On Monday, New York is expected to introduce the country’s largest municipal-identification program, issuing cards intended as a boon for undocumented immigrants, the homeless and others who strain to navigate the bureaucracy of city services and institutions without government-issued ID. The card will confer discounts for prescription drugs, access to city buildings and free memberships to zoos and museums. It will be accepted as a library card across the city’s three public library systems and recognized as identification to open an account at several banks and credit unions.

“For New Yorkers who couldn’t have an official ID., this card is the key to a fuller life,” Mayor Bill de Blasio said in a statement, adding that it was “fraud-proof, secure and appealing to anyone.”

The card’s layout seems befitting of its most high-profile booster, a longtime Park Slope, Brooklyn, resident who has sought to govern with an eye toward the boroughs outside Manhattan.

The map on the front of the card might startle New Yorkers with its accuracy: Unlike the subway map, with its oversize Manhattan, this version is to scale, with Brooklyn and Queens sprawled across the center. The spot for the main head shot obscures much of Staten Island and the Financial District.
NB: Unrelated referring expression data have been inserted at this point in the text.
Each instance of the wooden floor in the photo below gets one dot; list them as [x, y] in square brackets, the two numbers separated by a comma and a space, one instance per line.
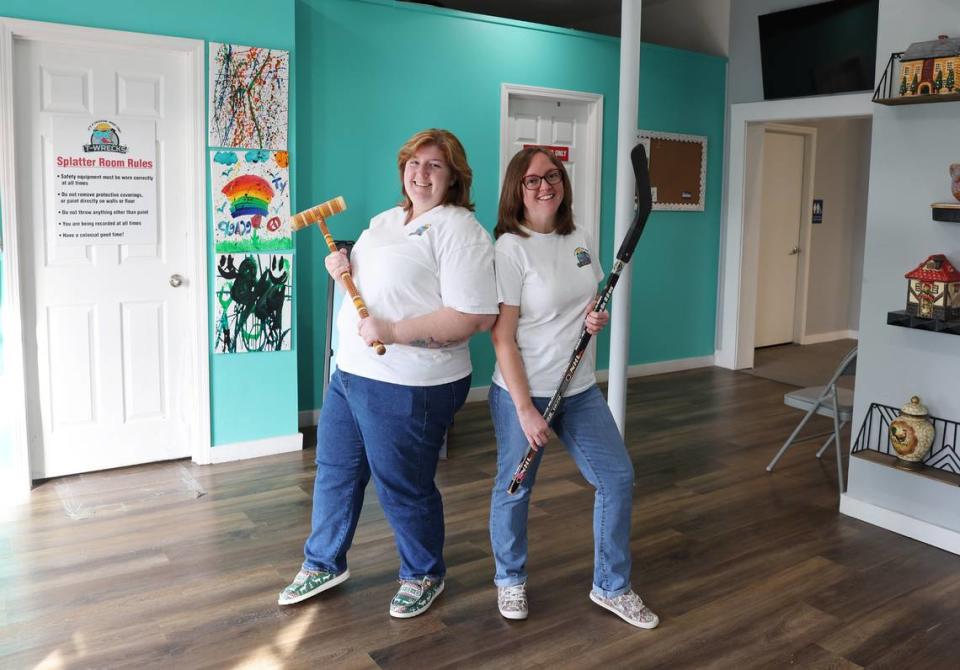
[178, 566]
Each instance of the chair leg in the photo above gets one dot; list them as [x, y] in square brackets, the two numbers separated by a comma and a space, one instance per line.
[836, 432]
[823, 448]
[793, 435]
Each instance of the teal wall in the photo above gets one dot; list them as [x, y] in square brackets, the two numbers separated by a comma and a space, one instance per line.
[367, 75]
[253, 396]
[373, 72]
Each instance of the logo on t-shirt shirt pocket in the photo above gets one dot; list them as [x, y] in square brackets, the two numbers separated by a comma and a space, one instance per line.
[420, 231]
[583, 257]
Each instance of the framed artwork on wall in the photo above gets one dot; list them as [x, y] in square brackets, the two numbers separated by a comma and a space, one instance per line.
[678, 169]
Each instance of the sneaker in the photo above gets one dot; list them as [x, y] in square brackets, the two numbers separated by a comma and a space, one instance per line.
[414, 597]
[512, 601]
[309, 583]
[628, 607]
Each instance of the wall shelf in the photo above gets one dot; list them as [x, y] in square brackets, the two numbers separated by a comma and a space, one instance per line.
[946, 211]
[919, 99]
[886, 93]
[904, 319]
[873, 443]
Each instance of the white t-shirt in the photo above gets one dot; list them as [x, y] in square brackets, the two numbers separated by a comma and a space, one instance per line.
[550, 277]
[443, 258]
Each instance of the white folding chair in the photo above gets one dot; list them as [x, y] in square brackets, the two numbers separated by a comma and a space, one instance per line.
[831, 401]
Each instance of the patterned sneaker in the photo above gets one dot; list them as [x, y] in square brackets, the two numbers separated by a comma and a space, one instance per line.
[512, 601]
[414, 597]
[628, 607]
[308, 583]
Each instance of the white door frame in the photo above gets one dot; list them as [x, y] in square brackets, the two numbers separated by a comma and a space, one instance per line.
[748, 312]
[12, 316]
[592, 153]
[736, 293]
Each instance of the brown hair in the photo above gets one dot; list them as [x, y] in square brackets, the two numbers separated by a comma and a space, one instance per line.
[510, 216]
[461, 175]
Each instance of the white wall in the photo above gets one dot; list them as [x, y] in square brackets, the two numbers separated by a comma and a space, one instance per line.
[912, 147]
[836, 245]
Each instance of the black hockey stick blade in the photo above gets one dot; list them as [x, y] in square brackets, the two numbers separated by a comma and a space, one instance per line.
[638, 157]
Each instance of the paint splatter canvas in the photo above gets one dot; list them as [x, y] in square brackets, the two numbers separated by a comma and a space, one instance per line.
[248, 96]
[251, 200]
[253, 294]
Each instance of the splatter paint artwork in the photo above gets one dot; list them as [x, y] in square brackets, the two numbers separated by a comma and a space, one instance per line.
[253, 294]
[251, 200]
[248, 96]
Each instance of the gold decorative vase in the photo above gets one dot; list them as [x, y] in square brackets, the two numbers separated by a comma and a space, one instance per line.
[911, 434]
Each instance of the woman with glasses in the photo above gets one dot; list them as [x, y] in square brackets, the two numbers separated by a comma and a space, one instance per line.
[425, 270]
[547, 276]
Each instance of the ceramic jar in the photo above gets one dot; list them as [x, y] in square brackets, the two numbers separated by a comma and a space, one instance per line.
[911, 433]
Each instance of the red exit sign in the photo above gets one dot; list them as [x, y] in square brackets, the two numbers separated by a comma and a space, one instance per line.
[563, 153]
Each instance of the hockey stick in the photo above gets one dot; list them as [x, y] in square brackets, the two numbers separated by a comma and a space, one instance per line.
[644, 204]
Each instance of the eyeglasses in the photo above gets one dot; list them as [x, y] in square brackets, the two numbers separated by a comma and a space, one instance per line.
[532, 182]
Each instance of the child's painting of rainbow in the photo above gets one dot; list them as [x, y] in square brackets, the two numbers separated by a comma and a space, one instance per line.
[251, 200]
[248, 96]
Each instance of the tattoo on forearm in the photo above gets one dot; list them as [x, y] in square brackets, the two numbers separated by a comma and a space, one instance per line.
[430, 343]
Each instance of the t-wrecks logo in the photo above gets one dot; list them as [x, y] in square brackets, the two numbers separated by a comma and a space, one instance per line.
[105, 136]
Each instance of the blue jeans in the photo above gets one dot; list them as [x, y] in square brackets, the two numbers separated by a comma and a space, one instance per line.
[587, 429]
[393, 433]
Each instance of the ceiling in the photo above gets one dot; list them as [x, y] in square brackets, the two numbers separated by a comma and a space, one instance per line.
[696, 25]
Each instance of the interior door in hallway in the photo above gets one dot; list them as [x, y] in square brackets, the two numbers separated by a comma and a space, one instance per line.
[108, 340]
[781, 208]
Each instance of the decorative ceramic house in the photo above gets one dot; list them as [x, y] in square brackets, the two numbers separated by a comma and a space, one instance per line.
[933, 290]
[931, 68]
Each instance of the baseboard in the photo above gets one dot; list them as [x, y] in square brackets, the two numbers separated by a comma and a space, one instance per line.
[830, 337]
[937, 536]
[14, 491]
[255, 448]
[310, 417]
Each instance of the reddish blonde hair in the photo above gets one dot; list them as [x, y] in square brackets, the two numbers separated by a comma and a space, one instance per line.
[461, 175]
[511, 213]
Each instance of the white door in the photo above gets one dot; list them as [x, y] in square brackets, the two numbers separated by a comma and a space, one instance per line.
[781, 207]
[559, 123]
[107, 336]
On the back, one landmark is shown: the Brooklyn Bridge.

Officials have cast the program as among the mayor’s most significant initiatives, based partly on those in cities like New Haven and San Francisco.

The City Council approved the program’s creation in June, part of a series of immigration-related initiatives undertaken by the new Council speaker, Melissa Mark-Viverito. Ms. Mark-Viverito also led a push for the city to stop honoring detention requests issued by immigration authorities without a warrant from a federal judge.

The card, she suggested in a phone interview, doubled as “a way of validating people who live in New York City and are contributing positively.”

“It’s an affirmation,” she added.

For undocumented immigrants in particular, many realities of city life — renting an apartment, filling a prescription, encountering a police officer who asks for identification — have long produced headaches.

“You have to be in the shadows,” Juan Carlos Gomez, an undocumented immigrant from Colombia, said in July, at an event where Mr. de Blasio signed the Council bill into law.

The cards, known as IDNYC cards, will be available to all New Yorkers age 14 and older, who can apply at enrollment centers across the city. Enrollment will be free in 2015, though fees may be charged in the future. Applicants are required to prove identity and city residency, with documents that could include passports, driver’s licenses or birth certificates, from the United States or elsewhere, among other options.

The city said that applicant information will not be shared with other government agencies or third parties, “except for purposes of verifying the applicant’s eligibility for additional city benefits, services and care,” or in response to a judicial subpoena or warrant. Cardholders will also be told if their information has been sought.

Among the top challenges for the program will be reaching homeless New Yorkers without fixed residences. Though cards will typically be mailed to applicants, the administration said that if mailing a card is not possible or unsafe — in the case of a domestic violence victim, for instance — it can be picked up in person.

The administration declined to estimate how many people might sign up for the card. Nisha Agarwal, commissioner of the mayor’s Office of Immigrant Affairs, said that in other cities with similar programs, about 1 percent of the population has enrolled.

“We expect to do a lot better than that in New York City,” she said, citing the discounts on admission to venues like the Brooklyn Academy of Music and the Bronx Zoo that come with the card.

One potential applicant, Nick During, 31, from Prospect Heights, Brooklyn, wondered if the offers might tilt the tourist-to-local ratio at some venues.

Anita Dunbar, 64, from Bedford-Stuyvesant, Brooklyn, suggested the card’s appeal was far simpler.

“I’m a sucker for new stuff,” she said.